Afternoon yoga class on the lawn at Paramanand Institute in Indore.

Afternoon yoga class on the lawn at Paramanand Institute in Indore.

My work as a stills photographer was very well represented in an exhibition called Starstruck put together by Australia’s National Portrait Gallery. The exhibition looked at movie set portraits throughout the history of Australian film making. I did several interviews for the show, had one my images used on the poster and book as well as eleven images in the show itself. The exhibition opened in Canberra and travels around the country throughout 2018.

Starstruck

My wonderful father Professor Robert Garth Nettheim died in February, shortly after his 85th birthday. I have always been very proud of my beautiful dad who I loved dearly. A tender and caring father, an interesting, highly intelligent, funny man and an outstanding teacher and activist. Throughout his career as a law professor he was a champion of human rights for indigenous people  and had done some seminal work in forwarding the rights and restoring the land rights of the original Australians.

Photo by Matt Nettheim

Professor Garth Nettheim
in his office. Law faculty UNSW 1992.

It had been a long goodbye over a few years, my sister Anna had been outstanding in supporting him in Sydney in his declining health. My regular visits to Sydney to spend time with him had  brought our family closer together and the intense and emotional process of organising his funeral with my siblings was an honour. Many beautiful tributes flowed in from friends, former colleagues and students and from the many people touched by his important work.
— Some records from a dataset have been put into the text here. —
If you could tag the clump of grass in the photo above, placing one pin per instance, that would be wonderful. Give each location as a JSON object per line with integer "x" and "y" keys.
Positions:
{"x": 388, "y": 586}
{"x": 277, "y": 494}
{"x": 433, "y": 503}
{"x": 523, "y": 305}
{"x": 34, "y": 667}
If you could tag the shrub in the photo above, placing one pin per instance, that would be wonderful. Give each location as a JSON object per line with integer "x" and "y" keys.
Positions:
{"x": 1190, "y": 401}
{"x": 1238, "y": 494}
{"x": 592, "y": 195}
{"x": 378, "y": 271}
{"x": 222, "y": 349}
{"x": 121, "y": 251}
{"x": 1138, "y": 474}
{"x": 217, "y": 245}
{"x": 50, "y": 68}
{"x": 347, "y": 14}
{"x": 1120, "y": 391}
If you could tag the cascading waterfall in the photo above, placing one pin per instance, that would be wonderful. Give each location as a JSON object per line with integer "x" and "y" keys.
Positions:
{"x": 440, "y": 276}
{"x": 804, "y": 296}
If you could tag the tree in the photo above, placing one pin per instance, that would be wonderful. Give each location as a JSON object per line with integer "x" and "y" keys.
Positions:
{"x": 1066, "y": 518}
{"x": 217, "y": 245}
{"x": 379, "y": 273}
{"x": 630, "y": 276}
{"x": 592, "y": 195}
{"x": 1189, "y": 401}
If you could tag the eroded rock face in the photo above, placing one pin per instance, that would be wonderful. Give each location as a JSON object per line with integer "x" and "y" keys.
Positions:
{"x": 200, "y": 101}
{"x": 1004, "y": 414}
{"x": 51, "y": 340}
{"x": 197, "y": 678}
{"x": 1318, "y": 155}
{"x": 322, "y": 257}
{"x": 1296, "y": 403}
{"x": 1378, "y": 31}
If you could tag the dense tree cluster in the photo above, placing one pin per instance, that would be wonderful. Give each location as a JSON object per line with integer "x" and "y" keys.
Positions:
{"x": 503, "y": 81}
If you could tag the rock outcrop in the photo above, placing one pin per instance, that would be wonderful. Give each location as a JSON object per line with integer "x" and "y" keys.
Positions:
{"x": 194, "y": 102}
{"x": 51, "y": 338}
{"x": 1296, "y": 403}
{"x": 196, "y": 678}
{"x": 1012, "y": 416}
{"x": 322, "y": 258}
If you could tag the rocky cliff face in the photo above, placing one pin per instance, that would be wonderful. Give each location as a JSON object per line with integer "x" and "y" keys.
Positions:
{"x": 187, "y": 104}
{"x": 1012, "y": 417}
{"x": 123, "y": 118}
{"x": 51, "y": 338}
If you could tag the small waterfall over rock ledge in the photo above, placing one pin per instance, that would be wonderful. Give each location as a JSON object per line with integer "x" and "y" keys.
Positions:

A lovely obituary was published in The Sydney Morning Herald, the newspaper he had read daily his whole life.

Photo by Matt Nettheim

Professor Garth Nettheim

I picked up first prize in the Kangaroo Island Easter Art Competition with a basket weaving dedication to my father. Called The Life of Professor Garth Nettheim, the work marked a departure from my usual baskets and rattles as I explored story telling weaving around the theme of life and death. Starting at his birth, I used photographs and memories to feel into all the different stages of my dads life as the basket grew and evolved, the completed weaving over 5 foot tall. The finished work definitely had a sense of having my Garth’s spirit, a interesting organic shape that seemed to moved of its own accord.

The Life of Professor Garth Nettheim. My winning weaving from Kangaroo Islands Easter Art event.

The Life of Professor Garth Nettheim. My winning weaving from Kangaroo Islands Easter Art event.

Having travelled and studied in India and cremated my father in Sydney, I settled into a restful period at my beautiful place on Kangaroo Island, a chance to integrate the teachings I had learnt and enjoy my backyard beach in the warmer months. In May, it was great to get asked to teach yoga to the children at 2 of the islands schools and have the  opportunity to practice what I had learnt. Integrating laughing yoga practices as well as traditional Hatha, mediation and pranayama, I am currently teaching the entire school at Penneshaw, including the teachers, and two entire classes at Kingscote.  It has been challenging and fun to design a 8 week course for my students and the early responses and feedback from the kids and teachers has been very positive. It still amazes me to have 80 Australian country kids of all ages sitting in meditation, completely silent for several minutes and then see them float peacefully out the door. It is just such wonderful work.

Laughing yoga with the kids at Penneshaw Primary School, Kangaroo Island.

Laughing yoga with the kids at Penneshaw Primary School, Kangaroo Island.